The following figure shows a sample pipeline in which the pose detection component is used. PipelineIn this example, components are configured as shown in the preceding figure by performing the following steps:

  1. Prepare data. Label images by using iTAG provided by PAI. For more information, see iTAG.

  2. Use the Read File Data-1, Read File Data-2, Read File Data-3, Read File Data-4, and Read File Data-5 components to read the training data, labeled training data, evaluation data, labeled evaluation data, and dataset info file. To do so, set the OSS Data Path parameter of each component to the OSS directory in which the data that you want to retrieve is stored.

  3. Draw lines from the preceding five components to the pose detection component and configure the parameters for the pose detection component. For more information, see the "Component configuration in the PAI console" section of this topic.

  4. Use the image prediction component to conduct offline inference. To do so, configure the following parameters for the image prediction component.
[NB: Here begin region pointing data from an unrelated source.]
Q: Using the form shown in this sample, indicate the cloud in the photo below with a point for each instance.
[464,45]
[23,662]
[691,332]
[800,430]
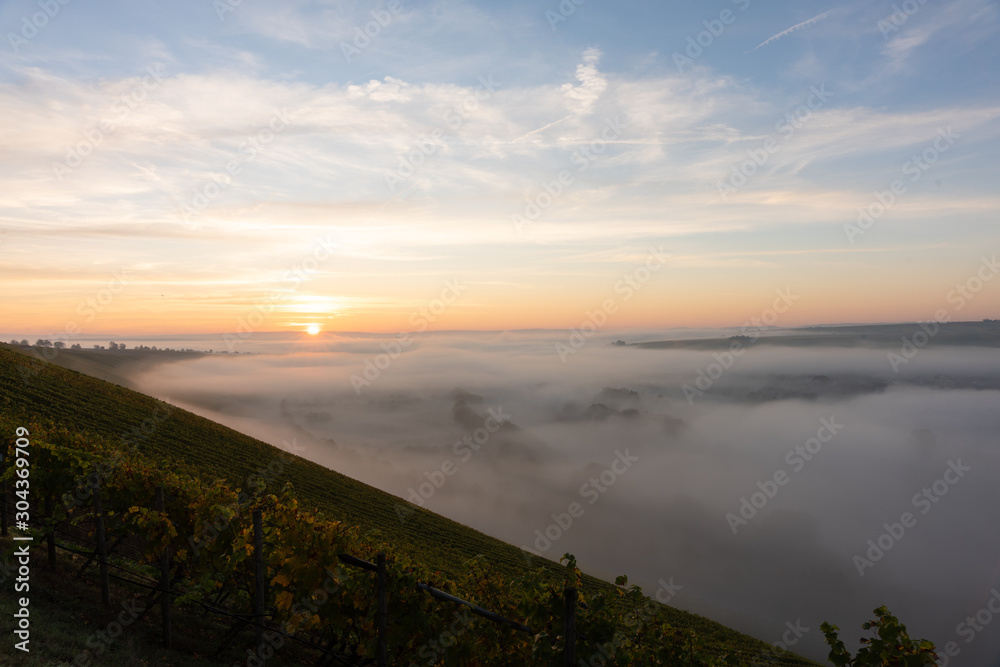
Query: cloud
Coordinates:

For more information, see image prediction.

    • model type: Select pose_predictor.

    • oss path for model: Select the value configured for the oss dir to save model parameter of the pose detection component.

    • oss path of detection model for pose: Select the OSS directory in which the pose detection model is stored.

      Note

      A human body must be detected before a pose can be detected. This is because only the TopDown algorithm type is supported. If you use the object detection component to connect to the pose detection component, the detection model exported by the object detection component is used by the pose detection component and this parameter can be ignored. Otherwise, you must configure this parameter.

    • detection model type for pose: The type of the pose detection model that is used. This parameter is required. Only yolox_predictor is supported.